I wish I had definitive answers for you - I don't. But I'm more inclined towards believing that these experiments actually took place than when I first stumbled onto this weird medical sub-culture. After starting off as a skeptic, I've come to believe that organisms have indeed been revived. Heads have been lopped off. Brains have been perfused. Cephalic members transplanted. Glucose permeated in isolated canine craniums. The works.
This all started a few weeks back, while browsing through the Prelinger archives. I came across the movie Experiments in the Revival of Organisms, which purports to show a 1940 Soviet experiment in which a dog's head was kept "alive" after being removed from its body. [download video, 49 meg mp4 file]. If you haven't seen this yet, be careful - it's not for the squeamish. And I might as well say upfront that I'm against the removal and reanimation of heads, even for scientific or culinary purposes. Fascinating though it may be, it amounts to torture. It's one thing to keep a dog's lungs pumping outside of it's deceased body, and quite another to maintain consciousness and pain receptiveness in a disembodied head. Maybe the imagined horror of this is what has kept this research relegated to the status of science fiction and hoaxology for so long.

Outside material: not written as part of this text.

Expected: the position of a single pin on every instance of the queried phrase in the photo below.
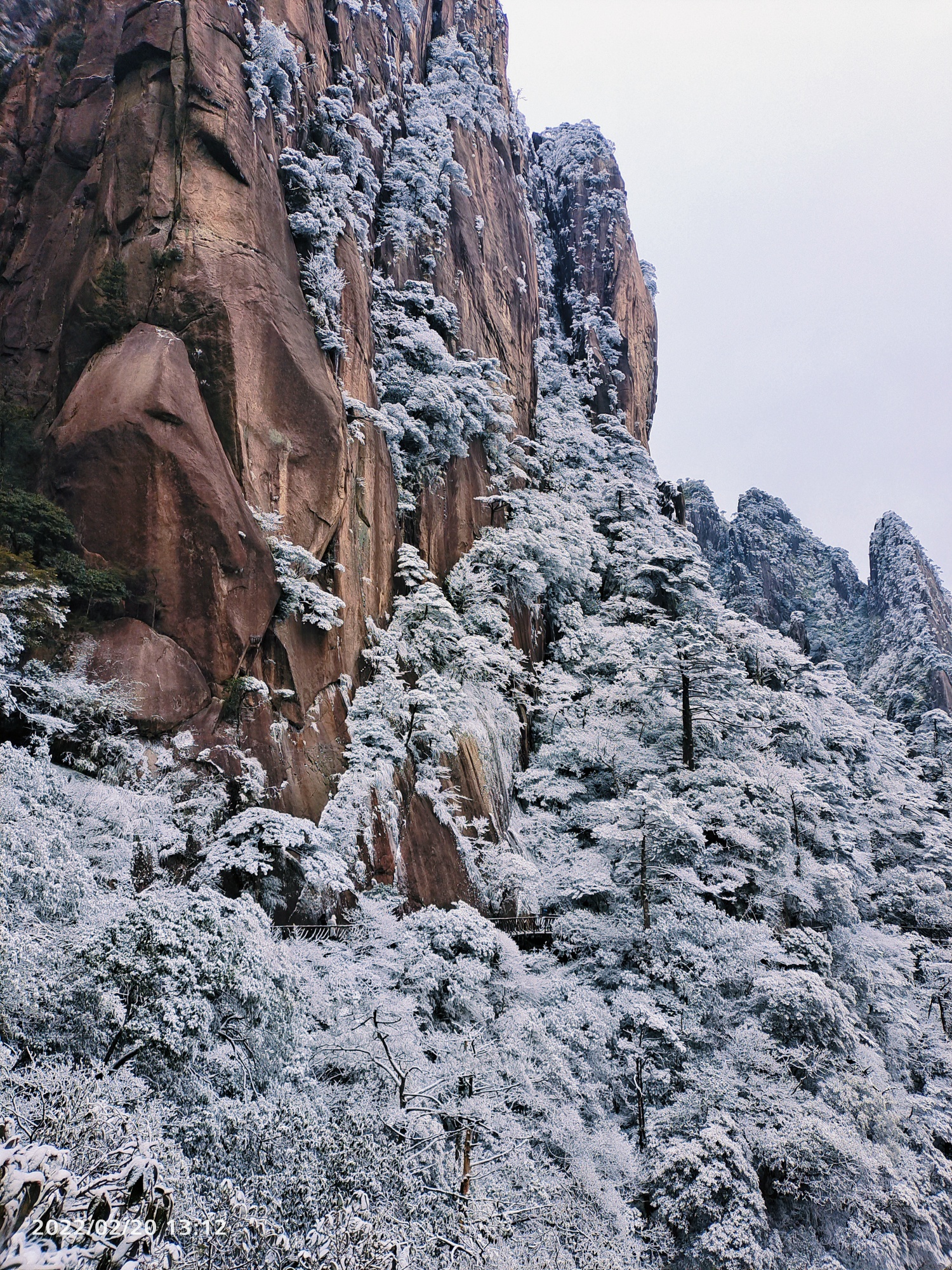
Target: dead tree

But that didn't stop me from wanting to find out if this was a hoax or not. When you read the comments on the Prelinger page,
you'll see that about half the people who saw the movie felt it was a
hoax and half were inclined to believe it. I wanted to find out for
myself. Surely, if this film was a hoax, it would be relatively easy to
demonstrate that, if somebody hadn't done so already. But rather than
uncovering any evidence of a hoax, my hours of hunting led to dozens
of medical papers and abstracts which backed the film up, as well as
uncovering more cases of head transplant experimentation in the US and
Russia, not to mention a crew of scientists that would make Mary
Shelley proud.
First, download and watch the movie, since the puzzle starts there. At first glance, Experiments in the Revival of Organisms comes off as a piece of World War Two era Soviet propaganda. The arteries and blood vessels leading in and out of the dog-head aren't made visible to the viewer, and the narration that accompanies the film (by the pro-Communist British Biologist J.B.S. Haldane) leaves much to be desired in terms of medical accuracy, so dumbed down was his description of the experiment. The film supposedly documents experiments performed by Dr. S.S. Bryukhonenko at the Institute of Experimental Physiology and Therapy in the U.S.S.R. It was premiered in November, 1943, when the National Council of American-Soviet Friendship and the American-Soviet Medical Society showed it to a thousand American scientists in New York City. Here are articles of that 1943 showing from The New York Times (download pdf file) and Time Magazine.
So what about this Bryukhonenko character - did he even exist? He did indeed. He invented the autojector, the artificial circulation machine shown in the film, and he was a well known figure in the field of Human Biology in the 30's and 40's. The National Institute of Health website has indices of papers referencing his work, including this 1969 article which describes (in Russian) some of the same work shown in this film. While I wasn't able to find any papers written by Bryukhonenko himself, I also didn't search using Cyrillic fonts, or go to a medical library to dig up the papers which are references on the National Institute of Health's website.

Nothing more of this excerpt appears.